14,15日と京都へ行った。
演劇鑑賞会が毎年催している「新春の南座興行」を楽しむツアーだ。
今年の出し物は前進座公演、いのうえひさし作『たいこどんどん』。
清之助 嵐圭史
桃八 中村梅雀
この作品は井上ひさしが直木賞を受賞した『江戸の夕立』を
自ら劇化した音楽劇とも言えるもので、作曲はいずみたくが
担当している。
時代は幕末。
江戸日本橋の薬種問屋の若旦那清之助と太鼓持ちの桃八が乗った舟が
嵐にあい流されて東北にたどりつく。
東北各地を九年間も放浪し珍道中を繰り広げる。
やっと帰ったとき、薬問屋はつぶれて跡形もなく
江戸は東京に変わっていた。
この珍道中を、歌あり踊りあり下駄タップあり、また前進座お得意の
歌舞伎の所作あり、富本節を美しいのどで聞かせるなど、
娯楽性たっぷりでとても楽しい音楽劇に仕上げている。
圭史さんはもともと立ち役が専門の役者さん。
それが好色でわがままで、なよなよした若旦那を演じているのだが
これが絶品。

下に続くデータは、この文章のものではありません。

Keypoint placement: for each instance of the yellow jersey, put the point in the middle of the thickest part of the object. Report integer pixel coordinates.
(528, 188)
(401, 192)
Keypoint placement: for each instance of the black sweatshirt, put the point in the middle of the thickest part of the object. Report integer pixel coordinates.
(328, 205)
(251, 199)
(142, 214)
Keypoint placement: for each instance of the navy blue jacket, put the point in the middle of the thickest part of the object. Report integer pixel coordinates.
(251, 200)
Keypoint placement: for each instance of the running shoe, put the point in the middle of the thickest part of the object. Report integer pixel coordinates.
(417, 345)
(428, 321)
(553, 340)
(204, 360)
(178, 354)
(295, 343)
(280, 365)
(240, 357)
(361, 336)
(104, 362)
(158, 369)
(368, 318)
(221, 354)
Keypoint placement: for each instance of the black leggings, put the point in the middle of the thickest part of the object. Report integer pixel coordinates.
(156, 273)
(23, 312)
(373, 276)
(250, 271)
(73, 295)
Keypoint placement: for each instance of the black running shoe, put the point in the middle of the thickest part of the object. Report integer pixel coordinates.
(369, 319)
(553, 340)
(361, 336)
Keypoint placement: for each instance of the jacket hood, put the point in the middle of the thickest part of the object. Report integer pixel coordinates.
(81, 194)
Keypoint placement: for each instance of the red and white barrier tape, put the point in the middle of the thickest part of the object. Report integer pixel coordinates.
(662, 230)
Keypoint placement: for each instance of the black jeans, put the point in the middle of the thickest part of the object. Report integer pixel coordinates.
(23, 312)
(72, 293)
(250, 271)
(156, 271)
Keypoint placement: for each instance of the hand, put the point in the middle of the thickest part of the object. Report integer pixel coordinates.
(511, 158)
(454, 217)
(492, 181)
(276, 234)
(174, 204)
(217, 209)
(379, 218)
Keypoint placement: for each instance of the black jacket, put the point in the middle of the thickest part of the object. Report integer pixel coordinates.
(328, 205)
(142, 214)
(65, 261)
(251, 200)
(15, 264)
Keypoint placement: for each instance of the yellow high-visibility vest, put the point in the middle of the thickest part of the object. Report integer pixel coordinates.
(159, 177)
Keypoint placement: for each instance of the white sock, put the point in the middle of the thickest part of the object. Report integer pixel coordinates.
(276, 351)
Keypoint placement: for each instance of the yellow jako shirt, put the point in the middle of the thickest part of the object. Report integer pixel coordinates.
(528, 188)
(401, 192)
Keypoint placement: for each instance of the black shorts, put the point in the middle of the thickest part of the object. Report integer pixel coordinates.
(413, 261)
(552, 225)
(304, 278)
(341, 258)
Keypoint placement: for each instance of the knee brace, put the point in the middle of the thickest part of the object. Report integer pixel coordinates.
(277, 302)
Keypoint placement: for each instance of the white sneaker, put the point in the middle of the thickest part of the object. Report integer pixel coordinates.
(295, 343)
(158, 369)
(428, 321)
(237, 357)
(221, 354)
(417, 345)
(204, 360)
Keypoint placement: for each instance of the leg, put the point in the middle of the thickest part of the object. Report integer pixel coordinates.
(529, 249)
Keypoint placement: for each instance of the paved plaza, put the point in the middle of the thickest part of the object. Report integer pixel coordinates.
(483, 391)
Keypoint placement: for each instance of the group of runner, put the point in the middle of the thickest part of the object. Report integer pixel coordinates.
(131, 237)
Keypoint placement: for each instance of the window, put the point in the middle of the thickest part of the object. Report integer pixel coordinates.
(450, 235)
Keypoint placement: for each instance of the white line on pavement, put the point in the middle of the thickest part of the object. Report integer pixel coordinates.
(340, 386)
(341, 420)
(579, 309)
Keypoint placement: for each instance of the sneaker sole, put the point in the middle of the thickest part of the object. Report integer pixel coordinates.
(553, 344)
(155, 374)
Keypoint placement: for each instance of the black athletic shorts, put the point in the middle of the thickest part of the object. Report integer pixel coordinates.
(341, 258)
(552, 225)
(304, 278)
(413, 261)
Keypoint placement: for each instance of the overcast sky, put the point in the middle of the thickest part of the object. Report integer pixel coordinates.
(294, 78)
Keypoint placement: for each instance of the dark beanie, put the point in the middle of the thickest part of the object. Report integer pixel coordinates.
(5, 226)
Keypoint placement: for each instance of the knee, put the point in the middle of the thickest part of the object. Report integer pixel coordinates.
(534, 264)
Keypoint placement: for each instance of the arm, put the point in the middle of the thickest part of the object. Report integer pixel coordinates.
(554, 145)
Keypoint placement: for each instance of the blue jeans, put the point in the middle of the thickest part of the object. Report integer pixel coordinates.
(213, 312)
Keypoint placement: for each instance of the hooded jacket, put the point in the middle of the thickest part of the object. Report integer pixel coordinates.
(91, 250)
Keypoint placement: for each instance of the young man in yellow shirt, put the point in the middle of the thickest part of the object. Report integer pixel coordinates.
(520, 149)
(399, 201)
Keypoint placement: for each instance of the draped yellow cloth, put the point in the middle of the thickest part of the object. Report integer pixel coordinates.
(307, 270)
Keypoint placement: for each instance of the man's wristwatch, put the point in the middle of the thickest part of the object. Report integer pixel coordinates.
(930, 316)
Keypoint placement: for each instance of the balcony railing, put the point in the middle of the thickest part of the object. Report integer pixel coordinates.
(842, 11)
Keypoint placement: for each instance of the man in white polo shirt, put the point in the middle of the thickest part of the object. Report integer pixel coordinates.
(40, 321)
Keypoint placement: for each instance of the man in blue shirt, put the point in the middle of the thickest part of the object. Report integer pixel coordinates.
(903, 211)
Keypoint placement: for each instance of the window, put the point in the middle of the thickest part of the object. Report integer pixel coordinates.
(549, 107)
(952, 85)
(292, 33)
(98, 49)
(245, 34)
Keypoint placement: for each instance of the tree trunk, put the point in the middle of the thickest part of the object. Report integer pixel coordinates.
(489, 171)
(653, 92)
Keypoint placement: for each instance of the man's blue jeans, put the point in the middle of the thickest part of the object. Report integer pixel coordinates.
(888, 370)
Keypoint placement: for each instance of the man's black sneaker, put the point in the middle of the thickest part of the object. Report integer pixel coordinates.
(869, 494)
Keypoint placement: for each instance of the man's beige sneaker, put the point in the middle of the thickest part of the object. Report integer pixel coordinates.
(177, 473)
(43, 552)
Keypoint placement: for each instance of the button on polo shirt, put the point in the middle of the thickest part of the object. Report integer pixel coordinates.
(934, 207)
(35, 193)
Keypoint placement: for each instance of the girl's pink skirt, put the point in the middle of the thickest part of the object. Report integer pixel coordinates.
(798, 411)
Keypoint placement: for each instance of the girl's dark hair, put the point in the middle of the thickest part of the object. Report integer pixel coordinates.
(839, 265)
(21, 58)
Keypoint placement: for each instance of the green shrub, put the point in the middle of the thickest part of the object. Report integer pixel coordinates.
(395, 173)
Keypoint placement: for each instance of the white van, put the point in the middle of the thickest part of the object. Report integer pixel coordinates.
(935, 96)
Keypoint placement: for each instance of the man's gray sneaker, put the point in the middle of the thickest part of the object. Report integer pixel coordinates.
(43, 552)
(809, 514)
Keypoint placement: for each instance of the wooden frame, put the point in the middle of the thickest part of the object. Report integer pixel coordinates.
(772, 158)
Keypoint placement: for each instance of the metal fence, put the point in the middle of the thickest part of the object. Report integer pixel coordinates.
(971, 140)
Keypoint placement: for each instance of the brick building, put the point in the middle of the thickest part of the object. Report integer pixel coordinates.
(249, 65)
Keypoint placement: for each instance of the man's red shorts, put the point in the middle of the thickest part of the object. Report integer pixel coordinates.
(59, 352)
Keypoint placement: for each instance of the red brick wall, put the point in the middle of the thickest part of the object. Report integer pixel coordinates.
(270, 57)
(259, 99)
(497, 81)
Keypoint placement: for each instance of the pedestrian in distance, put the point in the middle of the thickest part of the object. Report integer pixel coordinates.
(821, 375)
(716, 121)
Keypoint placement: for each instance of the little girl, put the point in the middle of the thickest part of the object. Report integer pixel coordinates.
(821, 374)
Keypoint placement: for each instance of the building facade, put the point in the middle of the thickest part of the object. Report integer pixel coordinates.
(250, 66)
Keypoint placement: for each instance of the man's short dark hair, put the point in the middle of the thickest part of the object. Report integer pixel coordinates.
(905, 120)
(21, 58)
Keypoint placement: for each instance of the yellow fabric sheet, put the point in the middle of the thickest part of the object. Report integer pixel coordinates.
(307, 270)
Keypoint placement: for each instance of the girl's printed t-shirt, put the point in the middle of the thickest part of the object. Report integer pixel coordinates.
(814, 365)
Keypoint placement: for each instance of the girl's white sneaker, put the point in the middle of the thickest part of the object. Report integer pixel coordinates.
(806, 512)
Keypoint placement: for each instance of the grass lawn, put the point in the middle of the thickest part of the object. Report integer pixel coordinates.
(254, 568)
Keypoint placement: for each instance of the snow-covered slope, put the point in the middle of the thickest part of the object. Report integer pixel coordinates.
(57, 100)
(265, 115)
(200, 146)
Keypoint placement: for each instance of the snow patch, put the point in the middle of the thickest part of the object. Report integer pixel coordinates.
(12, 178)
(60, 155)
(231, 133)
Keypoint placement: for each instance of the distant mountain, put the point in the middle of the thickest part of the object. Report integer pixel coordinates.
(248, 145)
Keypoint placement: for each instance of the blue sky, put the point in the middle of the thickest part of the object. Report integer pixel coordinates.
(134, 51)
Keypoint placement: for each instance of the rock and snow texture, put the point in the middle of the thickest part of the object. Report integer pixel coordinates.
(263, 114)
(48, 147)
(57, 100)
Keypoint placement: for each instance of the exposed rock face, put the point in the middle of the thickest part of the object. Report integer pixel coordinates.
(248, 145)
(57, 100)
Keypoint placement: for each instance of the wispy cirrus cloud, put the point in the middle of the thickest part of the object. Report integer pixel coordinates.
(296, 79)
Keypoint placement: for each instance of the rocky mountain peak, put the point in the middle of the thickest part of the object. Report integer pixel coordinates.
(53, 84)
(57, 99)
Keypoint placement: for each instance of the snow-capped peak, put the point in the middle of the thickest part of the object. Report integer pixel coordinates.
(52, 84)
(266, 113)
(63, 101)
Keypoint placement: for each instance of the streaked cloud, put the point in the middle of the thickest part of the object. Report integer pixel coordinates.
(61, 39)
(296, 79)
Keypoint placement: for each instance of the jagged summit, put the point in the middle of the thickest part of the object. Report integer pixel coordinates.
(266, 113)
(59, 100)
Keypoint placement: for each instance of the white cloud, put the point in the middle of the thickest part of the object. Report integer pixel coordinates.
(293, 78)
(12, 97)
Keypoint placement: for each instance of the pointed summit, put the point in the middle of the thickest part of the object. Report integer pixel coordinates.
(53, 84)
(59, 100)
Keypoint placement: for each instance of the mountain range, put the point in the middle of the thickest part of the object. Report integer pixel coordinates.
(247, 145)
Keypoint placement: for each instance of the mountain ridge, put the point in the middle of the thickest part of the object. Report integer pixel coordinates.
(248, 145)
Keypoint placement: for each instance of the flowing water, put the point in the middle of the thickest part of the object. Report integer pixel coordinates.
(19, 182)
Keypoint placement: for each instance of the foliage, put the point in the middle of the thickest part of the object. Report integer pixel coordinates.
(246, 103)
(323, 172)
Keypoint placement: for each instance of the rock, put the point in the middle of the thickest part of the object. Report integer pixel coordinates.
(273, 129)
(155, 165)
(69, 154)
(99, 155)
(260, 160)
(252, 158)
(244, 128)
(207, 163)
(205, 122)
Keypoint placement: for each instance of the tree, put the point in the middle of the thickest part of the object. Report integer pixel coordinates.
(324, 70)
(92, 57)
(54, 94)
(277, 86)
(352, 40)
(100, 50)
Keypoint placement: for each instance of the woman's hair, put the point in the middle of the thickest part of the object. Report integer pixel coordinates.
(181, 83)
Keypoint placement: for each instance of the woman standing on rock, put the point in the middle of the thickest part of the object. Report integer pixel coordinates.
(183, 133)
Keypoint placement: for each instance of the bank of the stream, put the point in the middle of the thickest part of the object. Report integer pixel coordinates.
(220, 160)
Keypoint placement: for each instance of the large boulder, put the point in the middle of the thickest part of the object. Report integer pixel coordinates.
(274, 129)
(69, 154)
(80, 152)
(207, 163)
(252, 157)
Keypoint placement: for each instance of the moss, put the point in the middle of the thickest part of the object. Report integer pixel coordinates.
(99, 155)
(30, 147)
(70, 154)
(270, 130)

美形の圭史さんにははまり役だと思ったが
「なよなよ」した感じを出すのは、立ち役でびしっと決めるのより
体力が要るそうだ。今回が最後の出演だとおっしゃっていた。
圭史さんの至芸が観られて幸せだった。
また梅雀さんの桃八も心にくいばかりに見事な太鼓持ち。
二人の掛け合いの絶妙さ。
お芝居の楽しさをたっぷり味わったひとときだった。